The system in this video has a 3/8″ charging line, which takes new refrigerant in the liquid phase; during charging, you have to watch your vessel pressure to make sure you don’t hit the relief point.
The charging tanks have a dip tube to allow for charging in the liquid state. Once the sight glass stops flashing, we can disconnect the tank.
This system has a suction transducer, which measures pressure on the suction line. It also has a coil temperature sensor for defrost termination. On systems where the low-temperature and medium-temperature cases are on the same rack, the low-temperature compressors discharge into the suction line for the medium-temperature cases. The medium-temperature compressors discharge into the discharge line, which travels to the gas cooler. The compressors also have an oil system, which consists of a separator (coalescing, in this case), oil level regulators, and a reservoir (with an oil level sight glass and an oil level alarm). The reservoir is always maintained under pressure and vents off to the flash tank.
The low-temperature side of the system has an accumulator, transducer, and low-temp suction header. There is also a copper medium-temp discharge header. The high side of the system has a pressure gauge and a high-side relief valve, and the flash tank has relief valves, a bypass valve, a pressure gauge, transducers, a flash gas bypass valve, and an oil line bypass. Pressure is often measured and regulated using the bar scale, not PSI.
A heat reclaim valve allows the system to use compressor discharge gas for reheat at the main RTU. More pressure transducers limit the pressure drop to the reclaim condenser.
The gas cooler in this video has four ECMs and fans; it acts as a condenser when the temperature is below 87 degrees. The gas cooler also has a drop leg, which is the line between the condenser/gas cooler and the receiver. There is also a high pressure regulating valve and a flash gas bypass valve. Those valves work together to hold back and then vent off the gas to get the CO2 to condense back down; that keeps the flash tank at a certain pressure. The flash tank drops temperature and pressure at the same time.
The system also makes use of suction drier shells and hot gas injection, which injects hot gas into the medium-temperature suction side to regulate the superheat. If the superheat gets too high, the liquid injection valve helps de-superheat the medium-temp side.
The main electrical panel contains CPC (Emerson) controls, and the digital compressor controller uses pulse-width modulation. It also has a normal compressor contactor and a valve driver for the CO2, which manages communication between the valves. Boards monitor the dry contacts for the switches, sensors, and analog outputs. The main controller displays all of the display temperatures and the sensor data; each case has its own sensor and solenoid valve, which is managed and monitored by the main controller.

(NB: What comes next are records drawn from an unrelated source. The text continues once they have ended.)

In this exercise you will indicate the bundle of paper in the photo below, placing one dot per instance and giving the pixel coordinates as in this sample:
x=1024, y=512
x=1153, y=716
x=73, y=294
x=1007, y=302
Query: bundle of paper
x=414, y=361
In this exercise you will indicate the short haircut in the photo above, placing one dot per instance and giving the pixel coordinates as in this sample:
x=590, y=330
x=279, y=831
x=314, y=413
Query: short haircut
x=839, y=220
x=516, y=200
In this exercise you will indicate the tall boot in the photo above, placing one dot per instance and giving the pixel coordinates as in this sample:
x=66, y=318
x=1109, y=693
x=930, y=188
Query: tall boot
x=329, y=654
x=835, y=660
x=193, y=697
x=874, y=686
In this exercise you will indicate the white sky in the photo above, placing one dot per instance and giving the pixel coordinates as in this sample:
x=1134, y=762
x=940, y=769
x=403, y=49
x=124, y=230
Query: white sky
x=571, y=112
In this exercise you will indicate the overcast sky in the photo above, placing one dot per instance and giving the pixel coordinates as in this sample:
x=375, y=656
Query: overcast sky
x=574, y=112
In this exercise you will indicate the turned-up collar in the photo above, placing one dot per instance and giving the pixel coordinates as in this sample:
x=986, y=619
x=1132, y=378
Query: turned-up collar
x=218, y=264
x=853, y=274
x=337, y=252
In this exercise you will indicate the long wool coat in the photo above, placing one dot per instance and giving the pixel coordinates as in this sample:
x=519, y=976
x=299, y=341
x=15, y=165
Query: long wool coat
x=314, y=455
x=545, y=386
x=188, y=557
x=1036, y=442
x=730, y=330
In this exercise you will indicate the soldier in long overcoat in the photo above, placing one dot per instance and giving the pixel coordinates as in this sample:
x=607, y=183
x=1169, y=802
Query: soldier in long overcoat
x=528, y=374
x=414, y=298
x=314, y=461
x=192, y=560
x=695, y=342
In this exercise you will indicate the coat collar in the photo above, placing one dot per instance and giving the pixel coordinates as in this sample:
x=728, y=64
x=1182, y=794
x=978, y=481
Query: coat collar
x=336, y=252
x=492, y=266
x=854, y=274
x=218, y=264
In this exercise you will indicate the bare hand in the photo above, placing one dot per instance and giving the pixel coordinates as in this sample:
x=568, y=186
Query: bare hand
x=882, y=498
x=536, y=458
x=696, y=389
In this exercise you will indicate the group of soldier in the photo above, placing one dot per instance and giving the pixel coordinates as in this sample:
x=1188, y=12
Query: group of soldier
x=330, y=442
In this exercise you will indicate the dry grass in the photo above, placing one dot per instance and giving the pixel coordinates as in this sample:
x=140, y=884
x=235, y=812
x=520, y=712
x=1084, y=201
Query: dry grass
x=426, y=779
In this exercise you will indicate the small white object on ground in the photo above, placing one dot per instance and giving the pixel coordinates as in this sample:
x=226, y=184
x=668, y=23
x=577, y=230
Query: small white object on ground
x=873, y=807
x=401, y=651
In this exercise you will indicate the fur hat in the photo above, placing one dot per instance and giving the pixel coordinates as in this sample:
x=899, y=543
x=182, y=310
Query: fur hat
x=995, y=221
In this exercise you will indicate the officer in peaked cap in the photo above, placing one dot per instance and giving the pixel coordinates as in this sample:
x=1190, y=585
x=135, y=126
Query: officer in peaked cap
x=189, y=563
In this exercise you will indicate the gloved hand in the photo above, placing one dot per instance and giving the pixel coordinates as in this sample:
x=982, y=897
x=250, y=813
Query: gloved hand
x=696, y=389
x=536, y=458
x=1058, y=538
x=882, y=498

The two low-temperature compressors are scrolls, and the two medium-temperature compressors are of the semi-hermetic reciprocating variety. The rack is transcritical and compresses CO2. When the CO2 discharges out of the low-temperature compressors, it gets sent to the medium-temp suction header. That configuration reduces the compression ratio and improves capacity as a result. The compressors are controlled by a Danfoss VFD.